При этих словах Дуглас гордо поднял голову, выпрямился и заявил уверенно и смело, как человек, принявший бесповоротное решение:

— Ничья жизнь не должна подвергаться опасности из-за меня. Я один…

— Дуглас, — перебила его королева, — уж не лишились ли вы разума? Замолчите, я приказываю вам!

— Государыня, — ответил он, почтительно склонившись перед ней, — я охотно выполнил бы ваш приказ, но здесь требуется жертва, так пусть же ею станет истинный виновник. Да, миледи, — продолжал он, обращаясь к леди Лохливен, — только я. один виновен во всем, и, если вы еще сколько-нибудь цените слово Дугласа, верьте мне — этот юноша ни в чем не виноват. Во имя вашей чести, умоляю вас не причинять ему вреда и не усиливать строгости в обращении с королевой, которая только решила воспользоваться возможностью обрести свободу, которую моя преданность… которую другое, более глубокое чувство могло ей добыть. Да, это правда! Я задумал помочь бегству самой прекрасной и самой гонимой женщины, и я не только не жалею о том, что сумел на время обмануть бдительность ее врагов, но горжусь этим и с величайшей готовностью пожертвовал бы своей жизнью ради Марии Шотландской.

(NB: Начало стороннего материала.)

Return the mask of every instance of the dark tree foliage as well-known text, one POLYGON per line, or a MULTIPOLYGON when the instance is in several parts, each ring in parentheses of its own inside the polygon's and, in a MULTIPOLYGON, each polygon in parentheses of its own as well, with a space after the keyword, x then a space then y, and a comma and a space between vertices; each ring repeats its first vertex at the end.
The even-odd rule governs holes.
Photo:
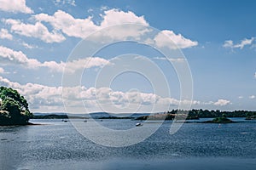
POLYGON ((16 90, 0 88, 0 125, 24 125, 32 114, 27 101, 16 90))

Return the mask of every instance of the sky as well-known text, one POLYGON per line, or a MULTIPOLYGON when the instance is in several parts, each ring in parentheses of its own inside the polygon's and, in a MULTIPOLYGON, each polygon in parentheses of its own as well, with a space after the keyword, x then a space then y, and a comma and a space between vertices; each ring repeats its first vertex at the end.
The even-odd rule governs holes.
POLYGON ((256 110, 254 1, 0 3, 0 85, 33 112, 256 110))

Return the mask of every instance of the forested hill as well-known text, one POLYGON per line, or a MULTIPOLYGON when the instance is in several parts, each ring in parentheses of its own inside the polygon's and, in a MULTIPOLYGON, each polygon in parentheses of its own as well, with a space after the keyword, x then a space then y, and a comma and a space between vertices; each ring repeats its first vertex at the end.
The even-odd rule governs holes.
POLYGON ((12 88, 0 87, 0 126, 26 125, 32 116, 22 95, 12 88))

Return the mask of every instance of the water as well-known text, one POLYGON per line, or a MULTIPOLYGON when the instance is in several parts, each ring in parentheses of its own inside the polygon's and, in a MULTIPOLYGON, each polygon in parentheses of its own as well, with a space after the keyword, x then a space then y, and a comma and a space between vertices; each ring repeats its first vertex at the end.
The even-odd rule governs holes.
MULTIPOLYGON (((238 120, 185 123, 173 135, 169 134, 172 122, 166 122, 143 142, 123 148, 96 144, 70 122, 32 120, 44 125, 0 127, 0 169, 255 169, 256 122, 238 120)), ((100 123, 126 129, 137 122, 100 123)))

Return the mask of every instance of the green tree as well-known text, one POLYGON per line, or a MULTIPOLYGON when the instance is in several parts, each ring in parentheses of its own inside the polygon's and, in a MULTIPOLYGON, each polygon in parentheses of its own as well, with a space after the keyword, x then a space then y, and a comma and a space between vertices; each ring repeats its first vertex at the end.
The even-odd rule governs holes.
POLYGON ((18 91, 0 88, 0 125, 26 124, 32 114, 26 99, 18 91))

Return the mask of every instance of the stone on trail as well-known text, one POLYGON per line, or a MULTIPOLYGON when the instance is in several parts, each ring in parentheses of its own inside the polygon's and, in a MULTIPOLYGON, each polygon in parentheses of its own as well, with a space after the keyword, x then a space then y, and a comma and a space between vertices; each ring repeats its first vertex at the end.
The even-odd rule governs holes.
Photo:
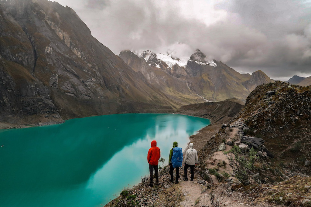
POLYGON ((253 147, 255 149, 258 149, 265 142, 262 139, 256 137, 243 136, 241 138, 242 143, 249 145, 250 148, 253 147))
POLYGON ((222 143, 218 146, 218 150, 220 151, 225 150, 226 149, 226 145, 225 144, 225 143, 222 143))
POLYGON ((228 125, 225 124, 223 124, 222 126, 221 126, 221 128, 223 129, 224 128, 225 128, 227 126, 228 126, 228 125))
POLYGON ((210 176, 212 179, 212 181, 213 183, 218 183, 218 180, 217 180, 217 178, 216 178, 216 176, 214 175, 210 175, 210 176))
POLYGON ((304 161, 304 165, 306 166, 309 166, 310 165, 310 161, 309 160, 306 160, 304 161))
POLYGON ((267 95, 269 96, 274 95, 275 94, 275 92, 274 91, 268 91, 266 93, 266 95, 267 95))
POLYGON ((239 145, 239 147, 243 150, 247 150, 248 149, 248 145, 239 145))
POLYGON ((233 146, 233 142, 231 140, 227 140, 227 144, 229 146, 233 146))

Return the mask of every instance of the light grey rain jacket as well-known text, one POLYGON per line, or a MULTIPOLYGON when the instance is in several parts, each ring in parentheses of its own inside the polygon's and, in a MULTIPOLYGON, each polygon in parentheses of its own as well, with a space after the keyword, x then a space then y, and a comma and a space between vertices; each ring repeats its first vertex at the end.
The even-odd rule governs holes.
POLYGON ((189 149, 186 151, 184 160, 184 164, 189 165, 193 165, 197 164, 197 152, 196 150, 193 149, 193 143, 189 144, 189 149))

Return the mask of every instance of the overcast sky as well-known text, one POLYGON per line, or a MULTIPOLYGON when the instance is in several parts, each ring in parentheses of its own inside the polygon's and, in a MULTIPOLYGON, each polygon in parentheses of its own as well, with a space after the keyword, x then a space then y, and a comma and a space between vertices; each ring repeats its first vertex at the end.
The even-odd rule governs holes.
POLYGON ((240 72, 311 76, 311 2, 294 0, 57 0, 92 35, 124 49, 196 49, 240 72), (179 44, 178 43, 179 42, 179 44))

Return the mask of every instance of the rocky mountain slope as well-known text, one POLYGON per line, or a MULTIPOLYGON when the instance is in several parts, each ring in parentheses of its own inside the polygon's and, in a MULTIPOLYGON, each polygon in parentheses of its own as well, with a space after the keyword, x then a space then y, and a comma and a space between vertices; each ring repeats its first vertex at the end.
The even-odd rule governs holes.
POLYGON ((244 101, 257 85, 274 81, 261 71, 242 74, 221 61, 207 60, 199 50, 188 60, 172 53, 156 54, 149 50, 139 55, 125 50, 119 56, 167 96, 182 102, 180 105, 231 98, 244 101), (161 82, 154 81, 151 77, 161 82), (183 94, 186 98, 182 98, 183 94))
POLYGON ((308 87, 280 81, 260 85, 251 93, 230 127, 220 130, 200 153, 208 156, 218 150, 224 140, 226 143, 231 141, 230 145, 247 143, 256 148, 260 157, 268 159, 269 167, 275 169, 259 172, 270 182, 285 179, 284 174, 310 175, 310 104, 311 89, 308 87), (256 147, 245 137, 261 144, 256 147), (264 152, 266 154, 263 155, 264 152))
MULTIPOLYGON (((180 110, 203 116, 211 108, 203 104, 197 104, 199 112, 193 107, 180 110)), ((194 182, 171 184, 168 168, 165 166, 160 171, 158 186, 148 186, 146 178, 127 190, 132 196, 126 199, 121 196, 106 206, 135 202, 138 206, 215 206, 210 198, 213 194, 219 199, 217 206, 310 206, 310 104, 308 87, 280 81, 258 86, 228 124, 219 127, 212 136, 205 136, 208 126, 190 137, 198 143, 196 139, 208 136, 204 146, 195 145, 199 163, 194 182), (257 153, 249 182, 245 185, 229 174, 232 169, 224 150, 234 145, 241 150, 240 157, 247 160, 250 148, 257 153)))
POLYGON ((171 111, 176 105, 55 2, 0 1, 0 65, 1 122, 171 111))

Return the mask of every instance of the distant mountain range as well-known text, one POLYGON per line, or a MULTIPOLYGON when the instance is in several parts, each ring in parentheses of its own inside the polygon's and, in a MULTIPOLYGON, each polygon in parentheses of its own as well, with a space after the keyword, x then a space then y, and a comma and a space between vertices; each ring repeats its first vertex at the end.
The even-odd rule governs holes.
POLYGON ((294 76, 291 78, 286 81, 295 85, 299 85, 301 86, 307 86, 311 85, 311 76, 306 78, 294 76))
POLYGON ((171 53, 149 50, 141 54, 124 50, 119 56, 151 84, 182 105, 231 98, 244 101, 258 85, 274 81, 261 71, 241 74, 221 61, 207 60, 198 49, 187 61, 171 53))
POLYGON ((172 112, 177 104, 92 37, 69 7, 0 0, 0 122, 172 112))
POLYGON ((171 113, 206 101, 244 101, 274 81, 261 71, 241 74, 199 50, 176 56, 125 50, 118 57, 67 7, 0 0, 0 122, 171 113))

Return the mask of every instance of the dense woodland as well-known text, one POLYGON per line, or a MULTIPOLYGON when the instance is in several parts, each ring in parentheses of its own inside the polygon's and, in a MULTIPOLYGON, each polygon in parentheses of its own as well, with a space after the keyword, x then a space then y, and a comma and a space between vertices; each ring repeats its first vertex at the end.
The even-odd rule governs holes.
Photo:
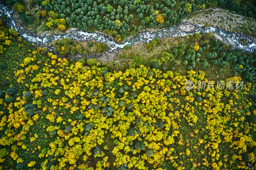
MULTIPOLYGON (((0 24, 0 169, 255 167, 255 53, 227 50, 210 35, 196 34, 148 67, 136 56, 130 68, 111 72, 96 59, 59 58, 0 24), (189 71, 161 67, 178 57, 189 71), (244 78, 223 79, 234 88, 208 86, 207 75, 191 70, 196 57, 205 68, 232 62, 244 78), (187 80, 194 89, 185 90, 187 80), (196 89, 200 81, 205 89, 196 89)), ((145 45, 150 51, 161 43, 145 45)), ((68 39, 52 45, 62 55, 87 52, 68 39)))
POLYGON ((45 21, 45 30, 52 27, 63 30, 67 25, 87 31, 96 29, 110 34, 118 41, 142 29, 171 26, 191 12, 208 7, 218 6, 245 16, 256 16, 254 0, 4 1, 19 14, 25 25, 34 23, 39 26, 42 21, 45 21))

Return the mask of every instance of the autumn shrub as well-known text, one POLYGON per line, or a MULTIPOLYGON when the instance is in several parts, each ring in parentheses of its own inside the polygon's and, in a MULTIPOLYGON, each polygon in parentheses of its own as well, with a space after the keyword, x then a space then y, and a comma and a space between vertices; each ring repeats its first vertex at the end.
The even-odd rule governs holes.
POLYGON ((161 120, 157 119, 156 121, 156 127, 158 127, 160 128, 162 128, 164 126, 164 122, 161 120))
POLYGON ((48 92, 47 92, 47 90, 43 90, 41 92, 41 94, 42 94, 42 95, 46 95, 48 93, 48 92))
POLYGON ((25 97, 28 97, 31 96, 31 92, 26 92, 23 93, 23 96, 25 97))
POLYGON ((145 153, 148 157, 151 157, 154 154, 153 150, 152 149, 146 149, 145 151, 145 153))
POLYGON ((15 100, 15 98, 12 96, 9 97, 4 99, 4 100, 7 102, 12 102, 13 101, 15 100))
POLYGON ((14 94, 17 90, 17 89, 16 87, 12 86, 6 90, 5 92, 5 94, 8 96, 12 96, 14 94))

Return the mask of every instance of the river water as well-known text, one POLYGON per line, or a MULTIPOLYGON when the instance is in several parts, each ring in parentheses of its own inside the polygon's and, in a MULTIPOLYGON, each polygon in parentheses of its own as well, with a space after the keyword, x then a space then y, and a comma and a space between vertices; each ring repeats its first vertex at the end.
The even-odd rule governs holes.
MULTIPOLYGON (((117 43, 109 35, 106 35, 103 33, 88 33, 76 28, 69 29, 66 30, 65 33, 62 34, 35 34, 22 26, 21 21, 17 17, 15 17, 17 16, 17 14, 13 10, 0 1, 0 13, 2 12, 8 17, 8 21, 7 24, 9 28, 15 28, 18 31, 21 38, 39 47, 49 47, 49 45, 53 40, 68 38, 73 40, 81 41, 90 41, 93 40, 100 43, 107 43, 109 47, 108 52, 113 52, 114 50, 122 48, 126 45, 132 46, 144 44, 150 41, 156 37, 162 39, 178 36, 184 36, 195 32, 202 31, 205 33, 212 32, 213 35, 218 40, 230 46, 233 46, 233 49, 242 48, 248 52, 256 50, 256 43, 245 33, 242 34, 241 33, 236 33, 212 26, 206 28, 203 26, 192 25, 187 21, 182 22, 171 28, 154 31, 141 32, 134 36, 127 38, 123 42, 117 43), (248 44, 242 44, 240 41, 242 39, 245 39, 248 44)), ((50 47, 49 49, 50 51, 52 50, 52 48, 50 47)))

— Боже, сжалься над моей старостью, — воскликнула леди Лохливен, — дай мне сил вынести это несчастье! О королева, рожденная в злую годину, вы по-прежнему несете соблазн и гибель каждому, 'кто приблизится к вам. О древний дом Лохливенов, столь прославленный своим высоким происхождением и благородством, в недобрый час принял ты эту искусительницу под свой кров!

— Не говорите так, миледи, — возразил ее внук, — древняя слава Дугласов еще более возвысится, если один из членов этого рода отдаст свою жизнь за самую униженную из королев и достойнейшую из женщин.

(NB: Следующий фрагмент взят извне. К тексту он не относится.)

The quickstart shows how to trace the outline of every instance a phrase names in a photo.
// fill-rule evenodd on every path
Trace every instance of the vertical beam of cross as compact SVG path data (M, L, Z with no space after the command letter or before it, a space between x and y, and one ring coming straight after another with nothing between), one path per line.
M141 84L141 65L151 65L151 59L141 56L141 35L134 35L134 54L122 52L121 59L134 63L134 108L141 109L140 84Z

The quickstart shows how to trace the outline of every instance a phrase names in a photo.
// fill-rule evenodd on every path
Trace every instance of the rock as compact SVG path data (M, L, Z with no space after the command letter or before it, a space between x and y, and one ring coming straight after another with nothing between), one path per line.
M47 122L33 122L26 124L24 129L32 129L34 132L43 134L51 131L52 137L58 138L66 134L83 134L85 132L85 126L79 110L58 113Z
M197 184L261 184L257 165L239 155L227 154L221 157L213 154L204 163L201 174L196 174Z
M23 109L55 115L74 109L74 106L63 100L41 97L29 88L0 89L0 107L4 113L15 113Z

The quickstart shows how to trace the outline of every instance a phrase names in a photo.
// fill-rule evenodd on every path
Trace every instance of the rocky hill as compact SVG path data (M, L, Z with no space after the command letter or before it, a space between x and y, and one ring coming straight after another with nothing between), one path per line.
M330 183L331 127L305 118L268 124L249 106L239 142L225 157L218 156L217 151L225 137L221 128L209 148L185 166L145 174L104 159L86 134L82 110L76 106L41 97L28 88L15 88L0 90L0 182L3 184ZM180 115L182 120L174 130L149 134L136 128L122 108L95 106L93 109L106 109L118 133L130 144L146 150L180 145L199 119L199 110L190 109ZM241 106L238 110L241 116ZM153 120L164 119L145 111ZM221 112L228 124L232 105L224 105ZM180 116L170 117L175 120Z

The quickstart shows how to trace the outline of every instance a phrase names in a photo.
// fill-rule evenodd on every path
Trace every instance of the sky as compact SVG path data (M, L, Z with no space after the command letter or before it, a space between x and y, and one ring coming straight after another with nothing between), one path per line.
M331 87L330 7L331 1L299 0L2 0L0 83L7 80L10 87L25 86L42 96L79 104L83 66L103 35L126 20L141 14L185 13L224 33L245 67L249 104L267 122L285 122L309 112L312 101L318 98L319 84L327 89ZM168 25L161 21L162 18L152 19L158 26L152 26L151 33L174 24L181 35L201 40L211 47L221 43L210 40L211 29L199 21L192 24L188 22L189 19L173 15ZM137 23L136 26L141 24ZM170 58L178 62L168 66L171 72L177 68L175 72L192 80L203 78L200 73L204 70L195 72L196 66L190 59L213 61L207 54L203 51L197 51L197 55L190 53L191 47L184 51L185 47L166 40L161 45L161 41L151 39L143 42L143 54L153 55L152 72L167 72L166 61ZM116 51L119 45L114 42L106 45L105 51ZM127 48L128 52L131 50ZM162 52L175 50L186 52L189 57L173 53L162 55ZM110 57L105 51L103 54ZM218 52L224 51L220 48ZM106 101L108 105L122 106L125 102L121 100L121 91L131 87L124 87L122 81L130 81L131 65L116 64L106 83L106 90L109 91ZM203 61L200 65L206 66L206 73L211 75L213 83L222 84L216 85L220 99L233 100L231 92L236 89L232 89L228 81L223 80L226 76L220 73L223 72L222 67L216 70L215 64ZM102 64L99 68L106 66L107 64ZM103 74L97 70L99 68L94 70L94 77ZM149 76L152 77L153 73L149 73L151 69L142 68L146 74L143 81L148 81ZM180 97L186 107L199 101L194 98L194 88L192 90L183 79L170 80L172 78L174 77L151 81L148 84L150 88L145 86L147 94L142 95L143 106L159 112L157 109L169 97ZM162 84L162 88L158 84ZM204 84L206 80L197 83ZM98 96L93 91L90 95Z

— Дуглас! — воскликнула королева. — Неужели сейчас, в ту самую минуту, когда мне грозит опасность навсегда лишиться преданного вассала, я должна напомнить вам, как подобает говорить о королеве?

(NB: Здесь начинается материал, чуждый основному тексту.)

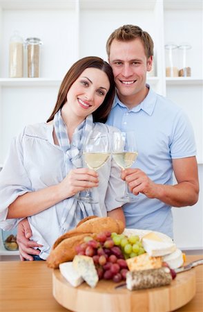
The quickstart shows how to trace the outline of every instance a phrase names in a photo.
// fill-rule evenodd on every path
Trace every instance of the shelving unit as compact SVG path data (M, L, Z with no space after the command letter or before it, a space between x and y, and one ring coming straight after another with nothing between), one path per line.
M148 76L147 82L155 92L180 105L191 121L202 188L202 0L0 0L0 45L3 47L0 53L0 167L12 138L25 125L47 119L71 64L90 55L107 60L107 38L126 24L139 25L154 40L155 76ZM8 78L9 39L14 30L25 40L37 37L43 42L40 78L26 78L26 64L25 78ZM192 45L191 77L166 78L164 44L171 41ZM203 245L201 207L202 195L195 207L190 208L195 218L199 216L193 244L197 247ZM186 220L188 217L178 210L174 209L175 238L181 247L186 240L180 238L177 229L182 227L184 216ZM190 247L191 231L186 234Z

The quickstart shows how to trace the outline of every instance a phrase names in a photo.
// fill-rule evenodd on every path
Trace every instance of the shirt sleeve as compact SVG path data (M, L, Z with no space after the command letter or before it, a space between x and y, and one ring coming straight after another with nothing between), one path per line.
M174 120L171 141L173 159L195 156L196 146L193 127L188 116L180 111Z
M111 211L125 204L125 202L121 204L115 200L117 197L124 194L125 189L125 182L121 178L121 169L112 157L110 174L105 198L107 211Z
M31 183L23 166L23 135L13 139L0 173L0 227L9 230L22 219L6 219L8 206L16 198L31 191Z

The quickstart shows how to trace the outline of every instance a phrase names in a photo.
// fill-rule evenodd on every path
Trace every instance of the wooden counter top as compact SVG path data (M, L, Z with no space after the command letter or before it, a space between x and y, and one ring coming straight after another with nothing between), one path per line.
M187 256L187 263L201 258L201 255ZM196 295L187 304L176 310L178 312L202 311L203 266L198 266L195 270ZM0 287L2 312L68 311L52 296L52 270L47 268L45 261L0 262Z

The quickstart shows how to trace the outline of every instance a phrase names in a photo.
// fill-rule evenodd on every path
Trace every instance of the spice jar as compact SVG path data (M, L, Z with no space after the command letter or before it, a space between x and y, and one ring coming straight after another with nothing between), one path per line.
M23 76L23 40L18 31L14 31L9 43L9 77Z
M170 43L165 45L166 51L166 76L178 77L177 45Z
M39 77L39 54L41 41L39 38L27 38L26 44L28 49L28 77Z
M8 250L14 251L19 249L17 243L17 229L10 231L2 230L2 239L4 247Z
M178 46L181 64L178 72L180 77L191 77L191 68L188 66L188 50L191 48L192 46L187 43L184 43Z

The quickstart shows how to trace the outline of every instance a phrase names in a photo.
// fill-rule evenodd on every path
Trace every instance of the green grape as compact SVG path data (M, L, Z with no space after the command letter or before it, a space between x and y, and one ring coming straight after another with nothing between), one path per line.
M128 240L127 238L124 238L121 240L120 245L123 248L125 247L125 245L127 245L127 243L128 243Z
M130 258L134 258L134 257L137 257L137 254L136 252L132 252L130 254Z
M133 252L135 252L137 254L139 250L139 246L138 246L137 243L133 245Z
M124 234L119 234L119 236L121 238L121 239L128 239L126 235L124 235Z
M138 235L130 235L130 236L128 237L129 242L133 245L137 243L137 241L139 241L139 238Z
M132 252L132 245L129 243L126 244L124 247L124 252L126 254L130 254Z
M136 244L139 246L139 247L142 247L142 243L141 241L137 241Z
M118 245L120 245L122 239L121 239L121 237L119 236L119 235L115 235L115 236L113 237L113 241L114 241L115 245L116 245L118 246Z

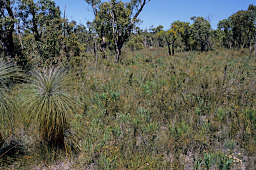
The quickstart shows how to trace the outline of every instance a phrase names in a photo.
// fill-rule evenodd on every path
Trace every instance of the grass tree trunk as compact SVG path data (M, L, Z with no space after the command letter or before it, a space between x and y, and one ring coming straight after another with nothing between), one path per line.
M256 37L256 29L254 31L254 55L256 53L256 43L255 43L255 37Z
M170 47L171 44L168 43L167 43L167 45L168 45L168 52L169 52L169 55L171 55L171 47Z
M173 55L174 55L174 41L175 41L175 39L174 39L174 36L173 36L173 43L172 43L172 45L171 45L171 47L172 47L172 50L173 50Z

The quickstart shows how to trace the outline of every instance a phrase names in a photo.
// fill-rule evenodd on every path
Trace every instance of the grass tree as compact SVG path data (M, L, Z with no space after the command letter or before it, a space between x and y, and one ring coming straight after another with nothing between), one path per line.
M69 79L67 71L59 67L37 69L30 72L28 79L32 87L23 103L23 111L28 114L29 125L36 125L49 146L70 148L65 139L70 134L67 133L71 127L69 120L79 109L73 97L63 89Z
M17 67L10 63L0 62L0 148L17 111L15 103L9 95L7 85L17 75Z

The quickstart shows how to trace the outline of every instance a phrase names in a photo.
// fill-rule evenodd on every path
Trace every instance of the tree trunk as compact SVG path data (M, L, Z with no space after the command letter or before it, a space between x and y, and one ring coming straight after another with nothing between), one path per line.
M171 45L170 43L167 43L169 55L171 55L170 45Z
M254 55L255 55L255 53L256 53L255 37L256 37L256 29L254 30Z
M102 37L102 42L101 42L101 48L102 48L102 51L103 52L103 58L106 59L107 57L106 57L106 39L105 36Z
M171 44L171 48L172 48L172 51L173 51L173 55L174 55L174 41L175 41L174 38L173 38L173 43Z

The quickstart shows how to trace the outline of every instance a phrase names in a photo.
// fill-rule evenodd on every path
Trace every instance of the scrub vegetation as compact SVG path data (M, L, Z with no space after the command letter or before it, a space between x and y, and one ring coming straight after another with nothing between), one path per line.
M147 31L150 1L0 1L0 169L255 169L255 6Z

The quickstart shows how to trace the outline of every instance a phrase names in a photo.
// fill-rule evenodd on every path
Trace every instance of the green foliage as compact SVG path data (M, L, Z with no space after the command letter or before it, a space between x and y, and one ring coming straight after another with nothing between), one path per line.
M75 99L63 89L68 78L67 71L61 67L44 67L34 69L30 74L31 87L23 106L29 125L37 127L49 145L65 145L66 149L69 149L64 138L69 139L66 133L71 127L69 120L74 119L74 113L79 109Z
M209 154L207 153L205 153L203 163L206 167L206 169L207 170L210 169L210 168L213 165L213 163L215 163L214 154Z
M202 158L194 157L194 170L199 170L201 166L203 165L203 161Z
M7 87L19 76L17 71L13 64L0 62L0 148L14 121L15 113L17 112L16 103L9 95Z
M141 36L138 35L133 37L131 40L129 41L127 43L127 47L133 51L135 48L136 50L139 50L143 49L143 38Z
M230 149L231 151L233 151L235 147L237 145L237 142L233 140L225 140L225 146L227 147L227 149Z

— Несчастное дитя! — воскликнула в отчаянии леди Лохливен. — Неужели так сильны цепи, которыми сковала тебя эта моавитянка, что ты готов пожертвовать своим именем, долгом вассала, рыцарской присягой, своими обязанностями перед нашим родом, отчизной и богом ради ее притворных слез или грешной улыбки тех губ, которые расточали лесть бессильному Франциску, увлекли на смерть безумца Дарнлея, читали сладострастные стихи ее любимца Шателара, подпевали любовным песням бродяги Риччо и в экстазе прижимались к губам бесчестного и распутного Босуэла?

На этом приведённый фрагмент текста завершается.